Ma è anche soccombendo a queste forze dell’uniforme che lascia su di
noi una macchia indelebile: non diversamente dal Deveraux di Welcome to New York,
per quanto l’accostamento possa suonare blasfemo e irriverente, sulla
spiaggia dell’Idroscalo di Ostia (così come sulla carta o sulla
celluloide), il Pasolini di Ferrara “non cede sul proprio desiderio”. E,
spingendo oltre l’interpretazione, in questa letale opposizione
s’indovina addirittura la condensazione del dramma pasoliniano messo in
scena da Ferrara: prendere posizione contro il criptofascismo dominante
significa sì esprimersi (e quindi inverare uno slancio vitale), ma al
tempo stesso significa piazzare la propria esistenza sotto l’ipoteca
della morte. Nell’antagonismo dell'espressione, insomma, si condensano
impulsi vitali e pulsione di morte, azione e coazione.

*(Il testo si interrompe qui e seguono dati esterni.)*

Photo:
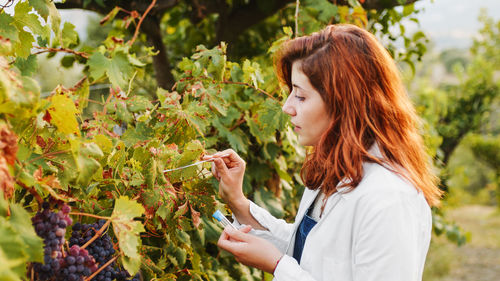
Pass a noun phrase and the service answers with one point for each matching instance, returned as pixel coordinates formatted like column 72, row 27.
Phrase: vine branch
column 101, row 268
column 136, row 33
column 48, row 155
column 89, row 215
column 253, row 87
column 32, row 191
column 63, row 50
column 97, row 234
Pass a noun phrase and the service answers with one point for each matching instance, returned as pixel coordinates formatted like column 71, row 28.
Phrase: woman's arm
column 229, row 171
column 392, row 241
column 260, row 253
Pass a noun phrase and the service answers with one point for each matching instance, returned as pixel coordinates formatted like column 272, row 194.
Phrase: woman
column 366, row 209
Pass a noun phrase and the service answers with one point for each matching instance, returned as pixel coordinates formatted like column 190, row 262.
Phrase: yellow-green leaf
column 63, row 112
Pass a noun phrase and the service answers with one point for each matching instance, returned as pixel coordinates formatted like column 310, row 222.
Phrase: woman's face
column 306, row 108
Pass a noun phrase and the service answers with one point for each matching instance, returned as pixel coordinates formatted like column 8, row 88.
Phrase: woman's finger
column 220, row 167
column 232, row 156
column 237, row 234
column 214, row 171
column 245, row 228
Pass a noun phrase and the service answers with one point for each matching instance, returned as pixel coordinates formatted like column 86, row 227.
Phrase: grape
column 51, row 227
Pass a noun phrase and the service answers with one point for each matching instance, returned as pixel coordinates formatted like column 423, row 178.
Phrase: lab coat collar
column 373, row 151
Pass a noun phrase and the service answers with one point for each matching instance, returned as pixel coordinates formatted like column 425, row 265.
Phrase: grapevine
column 87, row 168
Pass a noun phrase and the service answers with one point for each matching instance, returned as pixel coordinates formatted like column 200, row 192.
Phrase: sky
column 453, row 23
column 448, row 23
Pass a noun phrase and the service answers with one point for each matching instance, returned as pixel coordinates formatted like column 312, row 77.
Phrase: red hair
column 361, row 87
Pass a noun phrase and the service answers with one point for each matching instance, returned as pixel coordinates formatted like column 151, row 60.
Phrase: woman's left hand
column 248, row 249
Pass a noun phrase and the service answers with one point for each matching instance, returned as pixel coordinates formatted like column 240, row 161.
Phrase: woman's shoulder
column 382, row 185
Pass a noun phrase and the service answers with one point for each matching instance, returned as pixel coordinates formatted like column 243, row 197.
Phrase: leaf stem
column 97, row 234
column 89, row 215
column 251, row 86
column 64, row 50
column 136, row 33
column 101, row 268
column 32, row 191
column 48, row 155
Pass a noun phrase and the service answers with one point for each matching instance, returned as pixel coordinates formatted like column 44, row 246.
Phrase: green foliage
column 110, row 160
column 18, row 241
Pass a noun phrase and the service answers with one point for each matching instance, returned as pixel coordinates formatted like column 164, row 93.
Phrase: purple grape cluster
column 51, row 227
column 101, row 249
column 76, row 265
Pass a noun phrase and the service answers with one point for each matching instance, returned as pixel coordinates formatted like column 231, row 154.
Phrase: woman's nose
column 288, row 107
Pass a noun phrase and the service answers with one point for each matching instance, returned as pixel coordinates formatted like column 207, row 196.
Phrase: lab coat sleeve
column 389, row 242
column 278, row 231
column 288, row 269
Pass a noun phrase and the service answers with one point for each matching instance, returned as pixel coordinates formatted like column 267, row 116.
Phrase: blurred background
column 448, row 52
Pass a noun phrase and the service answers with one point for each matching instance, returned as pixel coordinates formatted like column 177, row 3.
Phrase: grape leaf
column 69, row 35
column 98, row 64
column 21, row 223
column 7, row 264
column 103, row 142
column 12, row 245
column 127, row 231
column 23, row 46
column 63, row 112
column 27, row 66
column 7, row 29
column 120, row 70
column 23, row 18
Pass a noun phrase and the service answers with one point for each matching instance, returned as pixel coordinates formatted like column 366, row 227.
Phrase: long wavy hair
column 364, row 95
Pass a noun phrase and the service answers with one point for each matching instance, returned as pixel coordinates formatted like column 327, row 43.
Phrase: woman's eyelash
column 299, row 98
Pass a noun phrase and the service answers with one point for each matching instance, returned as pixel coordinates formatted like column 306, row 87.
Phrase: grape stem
column 97, row 234
column 101, row 268
column 89, row 215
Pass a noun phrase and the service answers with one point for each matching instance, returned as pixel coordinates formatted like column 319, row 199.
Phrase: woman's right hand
column 229, row 171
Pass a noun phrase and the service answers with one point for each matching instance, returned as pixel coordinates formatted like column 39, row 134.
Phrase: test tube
column 222, row 219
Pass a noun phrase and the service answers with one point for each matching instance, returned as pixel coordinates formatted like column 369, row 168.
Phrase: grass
column 478, row 259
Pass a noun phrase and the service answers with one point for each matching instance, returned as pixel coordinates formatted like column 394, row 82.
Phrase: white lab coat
column 380, row 231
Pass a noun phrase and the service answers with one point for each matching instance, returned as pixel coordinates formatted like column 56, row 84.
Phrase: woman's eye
column 300, row 98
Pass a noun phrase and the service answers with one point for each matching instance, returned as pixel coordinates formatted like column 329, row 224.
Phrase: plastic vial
column 222, row 219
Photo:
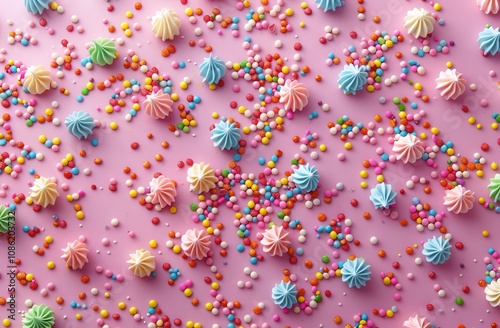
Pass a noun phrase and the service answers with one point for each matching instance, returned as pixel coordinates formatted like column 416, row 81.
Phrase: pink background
column 463, row 22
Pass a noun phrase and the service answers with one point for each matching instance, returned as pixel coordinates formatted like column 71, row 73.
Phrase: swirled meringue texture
column 80, row 124
column 158, row 104
column 489, row 6
column 408, row 148
column 492, row 291
column 212, row 69
column 36, row 79
column 450, row 84
column 163, row 191
column 201, row 177
column 459, row 200
column 284, row 294
column 5, row 218
column 44, row 192
column 142, row 263
column 103, row 51
column 225, row 135
column 306, row 177
column 294, row 95
column 419, row 22
column 355, row 273
column 196, row 243
column 75, row 255
column 382, row 196
column 417, row 322
column 329, row 4
column 166, row 24
column 494, row 187
column 489, row 40
column 352, row 78
column 275, row 241
column 36, row 6
column 39, row 316
column 437, row 250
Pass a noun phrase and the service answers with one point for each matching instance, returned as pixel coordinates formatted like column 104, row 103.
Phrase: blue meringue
column 36, row 6
column 284, row 294
column 225, row 135
column 329, row 4
column 352, row 78
column 212, row 69
column 437, row 250
column 489, row 40
column 382, row 196
column 80, row 124
column 306, row 177
column 355, row 272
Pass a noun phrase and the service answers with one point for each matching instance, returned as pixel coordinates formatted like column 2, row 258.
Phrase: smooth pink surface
column 110, row 245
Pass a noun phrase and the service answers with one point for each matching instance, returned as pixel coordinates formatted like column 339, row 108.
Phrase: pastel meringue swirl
column 352, row 78
column 103, row 51
column 437, row 250
column 284, row 294
column 163, row 191
column 212, row 69
column 489, row 40
column 489, row 6
column 39, row 316
column 196, row 243
column 492, row 291
column 408, row 148
column 44, row 192
column 275, row 241
column 225, row 135
column 75, row 255
column 451, row 84
column 294, row 95
column 459, row 200
column 382, row 196
column 329, row 4
column 201, row 177
column 36, row 6
column 36, row 79
column 166, row 24
column 306, row 177
column 355, row 273
column 419, row 22
column 494, row 187
column 142, row 263
column 80, row 124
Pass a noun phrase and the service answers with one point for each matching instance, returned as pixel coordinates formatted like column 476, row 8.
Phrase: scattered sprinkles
column 326, row 176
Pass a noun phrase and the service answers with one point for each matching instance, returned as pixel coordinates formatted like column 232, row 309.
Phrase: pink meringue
column 275, row 241
column 408, row 149
column 417, row 322
column 196, row 243
column 75, row 255
column 459, row 200
column 489, row 6
column 450, row 84
column 294, row 95
column 158, row 104
column 163, row 191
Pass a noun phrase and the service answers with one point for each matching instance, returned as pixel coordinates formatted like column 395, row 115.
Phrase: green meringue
column 39, row 316
column 103, row 51
column 494, row 187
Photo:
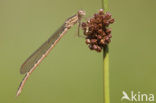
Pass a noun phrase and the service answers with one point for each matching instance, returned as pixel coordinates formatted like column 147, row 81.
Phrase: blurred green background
column 72, row 73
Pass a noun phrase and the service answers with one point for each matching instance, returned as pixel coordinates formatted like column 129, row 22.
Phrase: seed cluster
column 96, row 30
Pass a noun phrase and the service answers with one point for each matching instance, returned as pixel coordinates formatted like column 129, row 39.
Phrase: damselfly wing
column 35, row 59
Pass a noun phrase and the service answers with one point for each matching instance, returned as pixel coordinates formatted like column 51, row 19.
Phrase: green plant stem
column 106, row 63
column 106, row 74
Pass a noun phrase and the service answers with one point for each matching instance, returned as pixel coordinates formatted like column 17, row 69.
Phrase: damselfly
column 35, row 59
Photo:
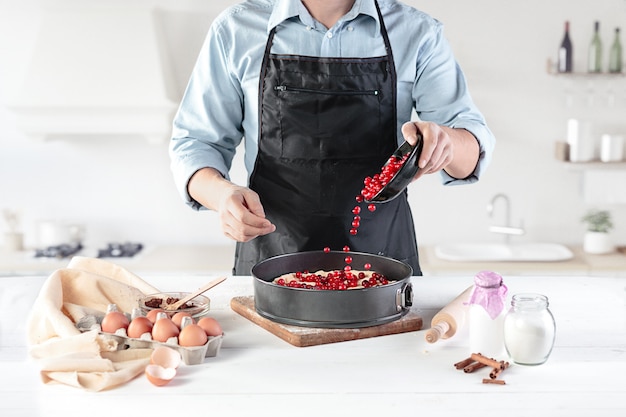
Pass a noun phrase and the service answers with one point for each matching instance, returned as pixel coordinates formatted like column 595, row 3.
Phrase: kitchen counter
column 166, row 259
column 257, row 373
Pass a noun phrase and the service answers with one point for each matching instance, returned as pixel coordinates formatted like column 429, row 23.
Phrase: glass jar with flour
column 529, row 329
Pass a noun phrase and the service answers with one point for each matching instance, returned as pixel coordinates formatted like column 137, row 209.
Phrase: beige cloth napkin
column 85, row 360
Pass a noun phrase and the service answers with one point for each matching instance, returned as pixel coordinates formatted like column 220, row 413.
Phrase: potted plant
column 597, row 238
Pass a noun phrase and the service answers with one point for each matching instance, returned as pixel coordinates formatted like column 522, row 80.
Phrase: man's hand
column 240, row 210
column 455, row 150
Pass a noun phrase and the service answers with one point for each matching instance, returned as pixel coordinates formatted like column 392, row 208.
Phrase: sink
column 514, row 252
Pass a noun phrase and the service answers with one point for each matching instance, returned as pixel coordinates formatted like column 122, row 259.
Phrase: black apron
column 324, row 125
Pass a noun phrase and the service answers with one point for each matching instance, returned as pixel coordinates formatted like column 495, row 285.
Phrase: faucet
column 507, row 230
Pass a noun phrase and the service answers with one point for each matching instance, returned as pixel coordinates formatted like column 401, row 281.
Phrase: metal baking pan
column 352, row 308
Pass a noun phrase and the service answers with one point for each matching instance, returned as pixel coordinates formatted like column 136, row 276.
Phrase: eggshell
column 210, row 326
column 178, row 317
column 113, row 321
column 159, row 375
column 192, row 335
column 163, row 329
column 138, row 326
column 152, row 314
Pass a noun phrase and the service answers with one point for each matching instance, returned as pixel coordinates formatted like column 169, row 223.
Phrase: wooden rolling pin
column 450, row 318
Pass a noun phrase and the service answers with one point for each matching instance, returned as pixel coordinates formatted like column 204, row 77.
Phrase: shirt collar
column 286, row 9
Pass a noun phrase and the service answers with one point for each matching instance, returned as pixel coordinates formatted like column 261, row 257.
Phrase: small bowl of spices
column 197, row 307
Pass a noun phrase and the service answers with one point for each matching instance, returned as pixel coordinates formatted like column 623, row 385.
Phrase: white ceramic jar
column 486, row 315
column 529, row 329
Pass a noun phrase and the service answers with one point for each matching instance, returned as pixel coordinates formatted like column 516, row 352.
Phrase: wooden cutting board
column 308, row 336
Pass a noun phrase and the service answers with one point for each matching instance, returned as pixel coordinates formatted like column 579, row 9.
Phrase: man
column 322, row 91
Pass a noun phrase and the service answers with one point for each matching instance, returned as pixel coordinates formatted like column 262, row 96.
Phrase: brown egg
column 113, row 321
column 178, row 318
column 164, row 328
column 152, row 314
column 166, row 357
column 211, row 326
column 138, row 326
column 192, row 335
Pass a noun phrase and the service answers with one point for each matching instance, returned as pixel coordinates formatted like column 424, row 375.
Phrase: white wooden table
column 258, row 374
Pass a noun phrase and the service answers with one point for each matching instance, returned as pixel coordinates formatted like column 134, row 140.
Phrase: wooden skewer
column 177, row 304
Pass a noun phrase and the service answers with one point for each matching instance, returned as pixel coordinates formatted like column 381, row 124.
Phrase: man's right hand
column 240, row 209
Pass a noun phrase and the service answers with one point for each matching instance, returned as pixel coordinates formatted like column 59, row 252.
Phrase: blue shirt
column 220, row 105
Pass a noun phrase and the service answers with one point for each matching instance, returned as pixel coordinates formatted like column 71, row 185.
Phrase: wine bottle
column 595, row 50
column 615, row 57
column 565, row 52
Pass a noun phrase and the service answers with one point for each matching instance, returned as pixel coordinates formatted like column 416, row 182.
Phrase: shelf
column 588, row 75
column 595, row 165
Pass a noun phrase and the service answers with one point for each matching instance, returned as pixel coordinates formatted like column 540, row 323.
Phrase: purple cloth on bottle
column 489, row 292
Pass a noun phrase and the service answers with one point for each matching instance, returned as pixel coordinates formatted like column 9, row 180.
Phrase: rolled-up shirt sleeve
column 207, row 126
column 441, row 95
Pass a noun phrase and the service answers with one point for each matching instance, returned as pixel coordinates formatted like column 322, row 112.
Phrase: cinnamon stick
column 488, row 361
column 462, row 364
column 473, row 366
column 495, row 372
column 494, row 381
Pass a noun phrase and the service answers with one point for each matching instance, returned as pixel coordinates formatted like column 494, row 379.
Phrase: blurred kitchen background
column 88, row 89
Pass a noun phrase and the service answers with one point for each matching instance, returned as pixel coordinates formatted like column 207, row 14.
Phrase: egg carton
column 192, row 355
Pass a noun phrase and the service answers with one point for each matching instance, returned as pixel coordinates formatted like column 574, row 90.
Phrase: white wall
column 121, row 189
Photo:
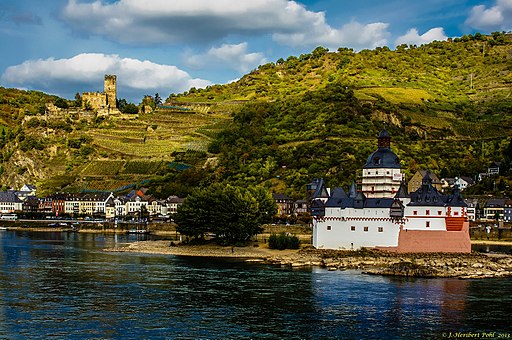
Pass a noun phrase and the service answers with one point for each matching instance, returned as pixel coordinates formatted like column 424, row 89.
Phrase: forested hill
column 447, row 106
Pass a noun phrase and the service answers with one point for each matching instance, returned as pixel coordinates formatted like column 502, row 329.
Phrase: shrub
column 283, row 241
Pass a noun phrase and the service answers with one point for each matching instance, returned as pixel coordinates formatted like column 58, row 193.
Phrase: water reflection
column 63, row 285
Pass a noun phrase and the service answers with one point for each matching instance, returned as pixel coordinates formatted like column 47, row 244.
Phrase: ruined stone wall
column 97, row 100
column 110, row 88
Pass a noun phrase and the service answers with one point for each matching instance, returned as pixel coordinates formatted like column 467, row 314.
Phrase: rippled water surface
column 62, row 285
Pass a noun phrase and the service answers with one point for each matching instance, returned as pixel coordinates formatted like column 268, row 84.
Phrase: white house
column 422, row 221
column 9, row 202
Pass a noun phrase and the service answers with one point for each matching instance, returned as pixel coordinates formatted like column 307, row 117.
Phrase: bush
column 283, row 241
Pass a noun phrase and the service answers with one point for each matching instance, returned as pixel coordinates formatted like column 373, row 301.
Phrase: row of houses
column 74, row 204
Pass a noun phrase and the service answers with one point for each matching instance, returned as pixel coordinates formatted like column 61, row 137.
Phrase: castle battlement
column 106, row 100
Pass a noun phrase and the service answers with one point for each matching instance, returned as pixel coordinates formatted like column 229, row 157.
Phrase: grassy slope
column 440, row 89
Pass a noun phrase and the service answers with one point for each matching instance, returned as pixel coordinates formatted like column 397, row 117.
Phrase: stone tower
column 111, row 90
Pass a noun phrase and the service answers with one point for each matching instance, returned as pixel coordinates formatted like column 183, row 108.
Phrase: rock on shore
column 474, row 265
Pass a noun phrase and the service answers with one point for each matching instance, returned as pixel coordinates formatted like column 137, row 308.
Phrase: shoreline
column 427, row 265
column 173, row 233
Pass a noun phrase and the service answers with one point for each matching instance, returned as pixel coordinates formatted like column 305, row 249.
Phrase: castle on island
column 384, row 215
column 103, row 102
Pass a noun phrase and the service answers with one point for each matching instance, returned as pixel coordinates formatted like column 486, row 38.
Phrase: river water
column 62, row 285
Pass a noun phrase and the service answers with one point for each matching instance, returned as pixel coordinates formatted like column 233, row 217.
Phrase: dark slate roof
column 402, row 191
column 382, row 158
column 352, row 192
column 455, row 199
column 321, row 189
column 378, row 202
column 9, row 196
column 384, row 134
column 281, row 197
column 495, row 203
column 427, row 195
column 337, row 197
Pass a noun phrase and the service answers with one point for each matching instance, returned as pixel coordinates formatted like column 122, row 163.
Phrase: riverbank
column 474, row 265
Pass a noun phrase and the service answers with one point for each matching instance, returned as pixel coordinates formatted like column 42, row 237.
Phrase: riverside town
column 355, row 191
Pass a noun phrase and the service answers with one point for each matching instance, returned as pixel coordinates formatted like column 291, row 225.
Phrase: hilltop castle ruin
column 102, row 102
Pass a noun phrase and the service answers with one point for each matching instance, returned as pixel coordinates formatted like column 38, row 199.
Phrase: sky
column 63, row 47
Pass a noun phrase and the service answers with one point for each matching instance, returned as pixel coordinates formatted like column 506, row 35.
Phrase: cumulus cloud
column 233, row 56
column 412, row 37
column 497, row 17
column 84, row 72
column 161, row 21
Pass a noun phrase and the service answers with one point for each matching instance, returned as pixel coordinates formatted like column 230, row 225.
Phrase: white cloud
column 233, row 56
column 84, row 72
column 497, row 17
column 412, row 37
column 161, row 21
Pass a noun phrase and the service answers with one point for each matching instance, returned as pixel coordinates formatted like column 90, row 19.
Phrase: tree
column 234, row 214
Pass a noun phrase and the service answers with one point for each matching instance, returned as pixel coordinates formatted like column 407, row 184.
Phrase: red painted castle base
column 432, row 241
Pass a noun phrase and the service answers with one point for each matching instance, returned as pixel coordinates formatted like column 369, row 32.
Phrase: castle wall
column 355, row 233
column 434, row 241
column 110, row 88
column 97, row 100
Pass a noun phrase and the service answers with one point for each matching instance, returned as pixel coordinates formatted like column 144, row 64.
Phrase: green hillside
column 446, row 104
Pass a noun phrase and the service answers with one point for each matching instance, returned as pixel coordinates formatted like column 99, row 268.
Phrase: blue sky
column 167, row 46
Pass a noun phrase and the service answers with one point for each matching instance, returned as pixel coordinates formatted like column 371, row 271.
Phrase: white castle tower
column 381, row 173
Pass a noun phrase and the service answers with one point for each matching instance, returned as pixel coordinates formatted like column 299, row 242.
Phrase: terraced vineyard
column 159, row 134
column 144, row 147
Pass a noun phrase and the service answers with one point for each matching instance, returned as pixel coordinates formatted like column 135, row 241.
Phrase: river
column 62, row 285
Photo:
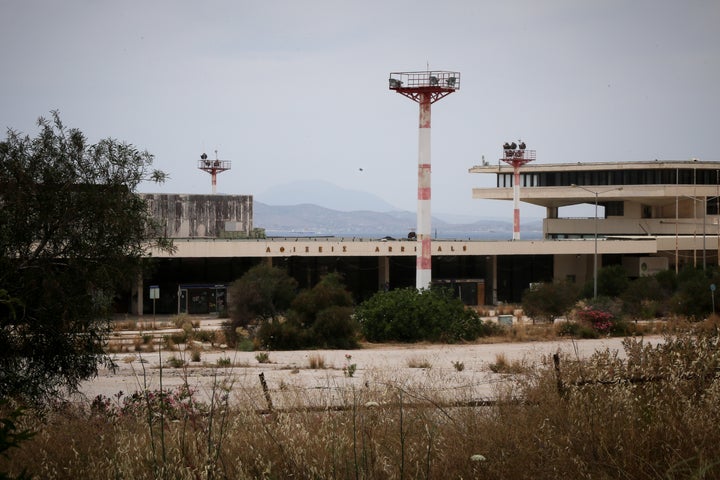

Torniamo però al dialogo tra Pasolini e Pasolini prossimo nostro.
A molti - e a ragione - non è affatto sfuggita la clamorosa analogia
tra l’intellettuale italiano e il cineasta newyorkese generata
dall’affermazione “farei film anche se fossi l’ultimo uomo sulla terra. O
faccio film o mi suicido”, affermazione incastonata nell’intervista
rilasciata a Furio Colombo da Pier Paolo Pasolini poche ore prima di
essere assassinato (incastonata poiché nell’intervista originale
non vi è traccia di un’affermazione del genere). L’analogia con la
prassi cinematografica ferrariana è così forte che potremmo pensare a
un’aggiunta vera e propria, qualcosa come una licenza (di) poetica. In
realtà, si tratta ancora una volta di farina pasoliniana, semplicemente
travasata da un’intervista all’altra. La suddetta dichiarazione si
trova, con lievi differenze, nella pellicola di Bertolucci: “Continuerei
a fare lo stesso, prometto, il cinema, anche se la libertà fosse solo
da parte mia e si esaurisse con l’espressione. Forse lo continuerei a
fare lo stesso perché ho bisogno di farlo, mi piace farlo e lo farei. O
mi suicido o lo faccio”. La conclusione del passaggio in questione è
altrettanto cruciale: “Cioè, a un certo punto, io facendo un film mi
esprimo. Se poi questa mia espressione viene completamente alienata e
meccanizzata, vabbè pazienza, io intanto mi sono espresso il più
possibile liberamente”. Difficile equivocare: a essere irrinunciabile
non è tanto il cinema in sé, quanto, più profondamente, l’opportunità
che esso offre di esprimersi. Ed esprimersi “il più possibile
liberamente” per giunta: libertà irrimediabilmente parziale e
inevitabilmente condizionata (dalle materie manipolate in primo luogo),
certo, ma cionondimeno non circoscrivibile a un solo campo linguistico
né a un codice specifico.
Qualsiasi opera avviene nel mistero.
In
quest’ottica performativa della scrittura che, non è superfluo
ricordare, è anche scrittura filmica, tornano in mente le parole di Linguaggio e cinema
di Christian Metz, un libro che, nonostante i suoi quarantatré anni,
continua a fornire spunti critico-teorici tutt’altro che irranciditi:
“la scrittura non è né un codice né un insieme di codici, ma un lavoro
sui codici, a partire da essi, contro di essi, lavoro il cui risultato
provvisoriamente “fermato” è il testo, ossia il film: perciò la
chiamiamo filmica” (pp.291-292). Se questa concezione estensiva,
dinamica e antagonista della scrittura si presta perfettamente a
delineare il tumultuoso percorso espressivo di Pier Paolo Pasolini, essa
si adatta altrettanto agevolmente al magma audiovisivo messo in scena
da Ferrara, un delirio organizzato che s’irradia scompostamente seguendo
le linee di fuga che l’universo pasoliniano proiettava sull’avvenire.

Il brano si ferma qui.